Las imágenes no son lo que aparentan, son apenas un retazo.
Hay que abrir los ojos enteros, traducir la
muerte a un lenguaje nuevo.
Y recibir las palabras como quien nace, por primera
vez.
En las cruces, las flores que no se
marchitan ni se despedazan, y se cuelan
en el color de la montaña a pura
estridencia.
Flores de plástico hechas
corona, capaces de perdurar un año entero de perfume imaginario y cimbrar con
la música propia del viento.
Puertas adentro ya se amasa, como quien
reza, como quien desea
y acaricia esa masa para transformarla en un gesto que
resume toda la espera y toda la ausencia.
Un arco que se tensa, como quien
arroja una piedra que traza medio círculo en el cielo…
Dos puntas que se tocan y no se saben de tan
ciertas.
Quedan las ofrendas,
atravesando el viento y los días, perdurando como si fueran
el manifiesto de un
deseo.

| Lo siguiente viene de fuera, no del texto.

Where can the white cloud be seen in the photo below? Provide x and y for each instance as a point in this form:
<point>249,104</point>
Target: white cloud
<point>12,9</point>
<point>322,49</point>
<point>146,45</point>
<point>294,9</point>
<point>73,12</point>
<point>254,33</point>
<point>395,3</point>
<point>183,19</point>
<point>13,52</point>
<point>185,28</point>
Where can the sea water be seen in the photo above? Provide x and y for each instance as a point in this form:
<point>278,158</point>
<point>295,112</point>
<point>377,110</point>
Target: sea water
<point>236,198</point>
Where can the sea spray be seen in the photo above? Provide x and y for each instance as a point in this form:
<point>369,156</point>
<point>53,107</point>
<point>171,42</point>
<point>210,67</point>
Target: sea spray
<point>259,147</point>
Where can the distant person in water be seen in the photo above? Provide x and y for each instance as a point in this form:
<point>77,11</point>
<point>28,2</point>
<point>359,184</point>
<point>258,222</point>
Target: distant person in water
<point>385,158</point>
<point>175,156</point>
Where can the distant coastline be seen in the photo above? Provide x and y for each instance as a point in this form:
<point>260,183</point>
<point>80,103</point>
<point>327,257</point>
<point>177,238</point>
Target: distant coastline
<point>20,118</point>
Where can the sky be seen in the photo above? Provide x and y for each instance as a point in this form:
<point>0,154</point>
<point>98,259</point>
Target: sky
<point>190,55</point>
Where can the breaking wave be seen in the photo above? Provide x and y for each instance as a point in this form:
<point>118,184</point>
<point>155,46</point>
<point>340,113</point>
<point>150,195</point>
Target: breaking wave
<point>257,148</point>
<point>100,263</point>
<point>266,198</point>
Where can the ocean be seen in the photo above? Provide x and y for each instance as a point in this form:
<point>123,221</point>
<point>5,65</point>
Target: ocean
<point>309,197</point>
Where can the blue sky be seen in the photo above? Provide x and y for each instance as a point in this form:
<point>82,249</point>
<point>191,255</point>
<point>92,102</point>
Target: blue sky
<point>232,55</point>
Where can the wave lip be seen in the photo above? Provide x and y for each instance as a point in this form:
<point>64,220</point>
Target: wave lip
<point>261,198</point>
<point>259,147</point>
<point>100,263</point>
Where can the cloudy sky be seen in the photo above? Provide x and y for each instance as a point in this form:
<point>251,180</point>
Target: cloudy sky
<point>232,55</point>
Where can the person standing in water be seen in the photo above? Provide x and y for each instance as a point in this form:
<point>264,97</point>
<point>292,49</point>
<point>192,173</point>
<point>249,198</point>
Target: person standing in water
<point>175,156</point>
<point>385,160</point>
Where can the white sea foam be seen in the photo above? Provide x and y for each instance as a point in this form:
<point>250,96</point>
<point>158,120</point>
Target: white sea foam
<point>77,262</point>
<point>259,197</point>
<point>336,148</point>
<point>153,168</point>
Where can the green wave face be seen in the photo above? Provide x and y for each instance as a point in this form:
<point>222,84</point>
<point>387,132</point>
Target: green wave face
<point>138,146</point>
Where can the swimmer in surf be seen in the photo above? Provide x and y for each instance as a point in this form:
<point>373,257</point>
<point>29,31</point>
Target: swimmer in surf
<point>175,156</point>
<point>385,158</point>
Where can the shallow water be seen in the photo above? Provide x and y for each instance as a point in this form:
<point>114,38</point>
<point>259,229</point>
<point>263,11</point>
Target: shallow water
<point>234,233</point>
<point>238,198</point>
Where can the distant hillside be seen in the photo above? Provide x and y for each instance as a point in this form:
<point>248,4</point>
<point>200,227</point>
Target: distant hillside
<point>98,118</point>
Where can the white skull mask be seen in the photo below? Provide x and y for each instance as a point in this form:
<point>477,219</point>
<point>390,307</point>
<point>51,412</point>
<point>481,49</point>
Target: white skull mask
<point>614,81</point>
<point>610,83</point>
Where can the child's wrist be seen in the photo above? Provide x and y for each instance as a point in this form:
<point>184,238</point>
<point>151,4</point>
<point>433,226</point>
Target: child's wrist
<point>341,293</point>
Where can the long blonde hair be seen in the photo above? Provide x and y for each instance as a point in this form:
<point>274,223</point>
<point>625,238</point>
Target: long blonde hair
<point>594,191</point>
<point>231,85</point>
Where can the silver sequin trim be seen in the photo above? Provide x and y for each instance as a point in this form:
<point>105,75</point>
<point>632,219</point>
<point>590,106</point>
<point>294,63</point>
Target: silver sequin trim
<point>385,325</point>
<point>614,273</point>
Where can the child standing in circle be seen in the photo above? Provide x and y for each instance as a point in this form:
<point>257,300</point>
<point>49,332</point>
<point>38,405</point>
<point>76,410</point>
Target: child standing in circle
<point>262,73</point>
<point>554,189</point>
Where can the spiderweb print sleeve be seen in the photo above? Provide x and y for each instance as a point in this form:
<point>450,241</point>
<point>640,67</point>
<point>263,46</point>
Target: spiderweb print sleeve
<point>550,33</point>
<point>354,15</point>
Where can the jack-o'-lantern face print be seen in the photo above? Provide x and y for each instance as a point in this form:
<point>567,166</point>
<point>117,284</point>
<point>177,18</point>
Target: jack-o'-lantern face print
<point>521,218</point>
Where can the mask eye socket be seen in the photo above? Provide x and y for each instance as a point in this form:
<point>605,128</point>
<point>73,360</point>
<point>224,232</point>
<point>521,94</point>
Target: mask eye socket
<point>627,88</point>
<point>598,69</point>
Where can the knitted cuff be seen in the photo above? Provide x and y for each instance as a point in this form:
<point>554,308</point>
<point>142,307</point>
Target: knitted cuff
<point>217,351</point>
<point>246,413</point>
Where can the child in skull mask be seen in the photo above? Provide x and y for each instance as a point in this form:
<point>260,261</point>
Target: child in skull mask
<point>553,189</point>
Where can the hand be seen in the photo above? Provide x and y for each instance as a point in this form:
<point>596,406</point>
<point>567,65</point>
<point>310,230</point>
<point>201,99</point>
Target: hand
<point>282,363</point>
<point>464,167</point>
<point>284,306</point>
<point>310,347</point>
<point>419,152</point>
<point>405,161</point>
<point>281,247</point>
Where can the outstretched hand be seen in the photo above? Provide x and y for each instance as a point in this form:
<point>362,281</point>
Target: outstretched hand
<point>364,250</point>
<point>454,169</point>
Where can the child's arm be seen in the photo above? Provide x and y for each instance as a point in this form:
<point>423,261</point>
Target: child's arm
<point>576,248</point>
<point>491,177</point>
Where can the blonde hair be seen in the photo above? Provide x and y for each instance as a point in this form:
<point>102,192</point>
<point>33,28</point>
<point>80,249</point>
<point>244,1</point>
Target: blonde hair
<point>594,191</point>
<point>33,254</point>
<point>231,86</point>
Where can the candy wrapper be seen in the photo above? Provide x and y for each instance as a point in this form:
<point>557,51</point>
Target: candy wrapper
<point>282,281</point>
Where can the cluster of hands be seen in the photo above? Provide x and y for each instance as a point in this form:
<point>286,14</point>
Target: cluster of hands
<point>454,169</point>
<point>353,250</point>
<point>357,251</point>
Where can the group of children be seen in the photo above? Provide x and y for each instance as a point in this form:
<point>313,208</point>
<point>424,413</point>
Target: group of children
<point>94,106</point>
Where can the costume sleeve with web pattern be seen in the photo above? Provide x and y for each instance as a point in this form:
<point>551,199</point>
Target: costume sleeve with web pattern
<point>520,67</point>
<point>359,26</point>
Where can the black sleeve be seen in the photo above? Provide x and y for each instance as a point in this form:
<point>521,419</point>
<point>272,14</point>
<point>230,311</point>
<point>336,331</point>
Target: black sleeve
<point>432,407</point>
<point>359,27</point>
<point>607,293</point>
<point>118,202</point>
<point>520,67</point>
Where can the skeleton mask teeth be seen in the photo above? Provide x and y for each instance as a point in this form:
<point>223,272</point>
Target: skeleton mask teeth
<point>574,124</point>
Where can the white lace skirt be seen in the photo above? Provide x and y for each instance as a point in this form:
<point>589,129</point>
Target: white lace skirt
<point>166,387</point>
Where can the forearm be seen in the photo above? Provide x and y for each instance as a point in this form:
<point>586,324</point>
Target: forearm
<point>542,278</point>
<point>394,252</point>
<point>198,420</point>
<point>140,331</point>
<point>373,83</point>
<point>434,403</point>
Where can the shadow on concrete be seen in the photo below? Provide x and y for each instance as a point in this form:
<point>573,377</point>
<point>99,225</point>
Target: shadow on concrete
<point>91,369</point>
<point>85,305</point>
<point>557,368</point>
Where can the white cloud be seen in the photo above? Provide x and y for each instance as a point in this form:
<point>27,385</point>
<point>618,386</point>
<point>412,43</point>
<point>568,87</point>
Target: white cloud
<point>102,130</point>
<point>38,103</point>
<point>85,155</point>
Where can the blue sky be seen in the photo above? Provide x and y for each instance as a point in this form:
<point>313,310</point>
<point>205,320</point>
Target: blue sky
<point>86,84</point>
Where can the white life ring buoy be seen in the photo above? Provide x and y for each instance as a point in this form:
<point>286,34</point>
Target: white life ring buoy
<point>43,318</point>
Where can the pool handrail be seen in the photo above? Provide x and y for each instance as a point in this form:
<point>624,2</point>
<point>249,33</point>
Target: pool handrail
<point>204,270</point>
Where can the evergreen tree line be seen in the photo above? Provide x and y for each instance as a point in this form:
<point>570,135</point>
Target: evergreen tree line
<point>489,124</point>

La cruz cristiana se mezcla, todo uno en las ofrendas. Y se reza,
se baila y se festeja.
Para que suceda el milagro de sanarnos, con el
susurro de nuestros ancestros que bajan,
bendecidores.
Hay una belleza violenta, cruda,
propia solo
de lo que producen los espacios demasiado grandes. Y el silencio.
En
este día en donde todas las voces se abren y son música, para desatar la vida
en toda su dimensión posible.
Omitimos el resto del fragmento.